Yet in the Jewish state now I detect a coarsening of conscience–for example, in the commonly heard extenuation that Hamas hides its murderers behind children. So it does; but this means only that another way at them, another course of action, must be found. It cannot mean that children may be killed. Morality is a restraining consideration. Will Hamas therefore have exploited the finer sensibilities of Israel? Absolutely; but Israel can hardly repudiate the very qualities for which it asks to be admired. In the struggle between Hamas and Israel, it is Hamas that is the party of dehumanization…

Perhaps the most troubling development in Israel now is the collapse of its diplomatic imagination. Its faith in itself seems almost entirely a faith in its force. This is itself a strategic failure. The most perfect representative of this hopelessness is Benjamin Netanyahu, who cannot bring himself to say a good word about a two-state solution, which is the sole solution there can be, now or ever. He is for Palestinian economic development, which is fine but evasive.

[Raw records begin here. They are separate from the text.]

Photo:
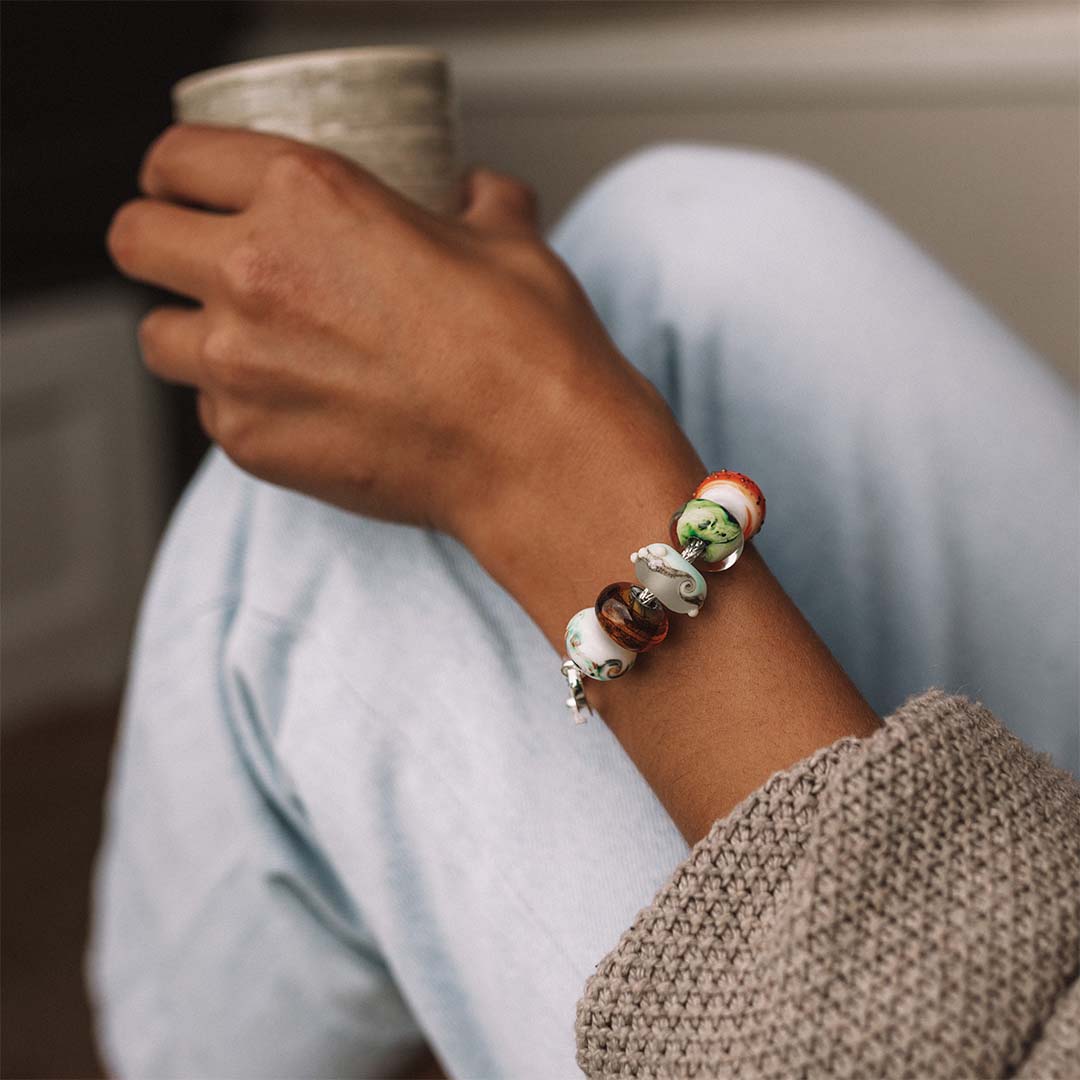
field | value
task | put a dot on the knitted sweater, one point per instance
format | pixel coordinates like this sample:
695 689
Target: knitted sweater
905 905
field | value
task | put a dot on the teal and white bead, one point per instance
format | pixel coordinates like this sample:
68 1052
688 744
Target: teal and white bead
707 521
670 578
594 653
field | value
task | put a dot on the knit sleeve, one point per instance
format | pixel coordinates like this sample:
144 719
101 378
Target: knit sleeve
907 904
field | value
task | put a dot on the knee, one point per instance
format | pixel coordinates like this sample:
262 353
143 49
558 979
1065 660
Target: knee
701 216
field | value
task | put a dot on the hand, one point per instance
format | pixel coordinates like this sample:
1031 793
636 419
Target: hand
351 346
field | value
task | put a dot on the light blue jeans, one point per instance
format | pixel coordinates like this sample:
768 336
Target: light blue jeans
349 809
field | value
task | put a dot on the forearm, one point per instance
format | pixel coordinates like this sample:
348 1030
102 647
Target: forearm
731 697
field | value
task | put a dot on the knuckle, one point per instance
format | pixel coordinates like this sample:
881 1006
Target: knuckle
228 362
300 170
124 232
166 143
253 274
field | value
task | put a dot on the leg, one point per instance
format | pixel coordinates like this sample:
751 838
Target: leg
920 461
387 726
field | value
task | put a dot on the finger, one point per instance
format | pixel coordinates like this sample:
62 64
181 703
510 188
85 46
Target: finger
220 167
166 245
499 202
207 414
173 341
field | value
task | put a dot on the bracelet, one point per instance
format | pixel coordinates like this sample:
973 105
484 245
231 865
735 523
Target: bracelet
603 642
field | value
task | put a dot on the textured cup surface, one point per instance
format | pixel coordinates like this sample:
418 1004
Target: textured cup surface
388 108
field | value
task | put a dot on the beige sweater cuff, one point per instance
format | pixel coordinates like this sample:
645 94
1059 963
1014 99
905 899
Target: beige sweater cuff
901 905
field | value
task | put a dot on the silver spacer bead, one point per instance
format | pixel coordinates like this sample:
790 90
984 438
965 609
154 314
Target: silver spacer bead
577 702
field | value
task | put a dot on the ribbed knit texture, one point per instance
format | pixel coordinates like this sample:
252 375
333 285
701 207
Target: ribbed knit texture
905 905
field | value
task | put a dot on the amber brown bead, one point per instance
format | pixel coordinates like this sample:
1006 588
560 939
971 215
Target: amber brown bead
628 621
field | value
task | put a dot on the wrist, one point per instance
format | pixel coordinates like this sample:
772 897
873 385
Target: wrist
575 514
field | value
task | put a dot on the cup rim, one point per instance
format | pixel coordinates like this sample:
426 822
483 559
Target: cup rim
315 57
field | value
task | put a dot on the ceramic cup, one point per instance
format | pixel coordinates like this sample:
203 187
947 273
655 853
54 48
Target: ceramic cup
388 108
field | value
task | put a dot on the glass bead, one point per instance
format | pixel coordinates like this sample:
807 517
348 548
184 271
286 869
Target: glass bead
628 621
704 520
739 495
673 580
593 651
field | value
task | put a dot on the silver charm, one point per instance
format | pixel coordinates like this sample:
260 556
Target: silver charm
576 702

He warns about Iran, which is right but also evasive. The only peace process that interests Netanyahu is the one with Washington. Otherwise he and the rest of Israel’s intellectually paralyzed leadership are quite relieved to intone that there is "no partner," as if the insistence that there is no partner is not also a way of insuring that there is no partner; and soon, yet again, at a late hour, and mainly for the Americans, an Israeli government will try to shore up the weak but real partner it had all along in Ramallah…

All that said… he’s under no illusions about Hamas ("Hamas’s view of peace is loud and plain, and only a meretricious credulity can suggest otherwise"), readily admits that "Netanyahu’s fears are not all fantasies" and steers clear from a direct moral equivalency between the state of hate between the two sides ("There are racist rabbis in Israel, and may their matzah rise before their very eyes; but there are many more racist mullahs in Palestine and beyond"). As for Israel’s critics…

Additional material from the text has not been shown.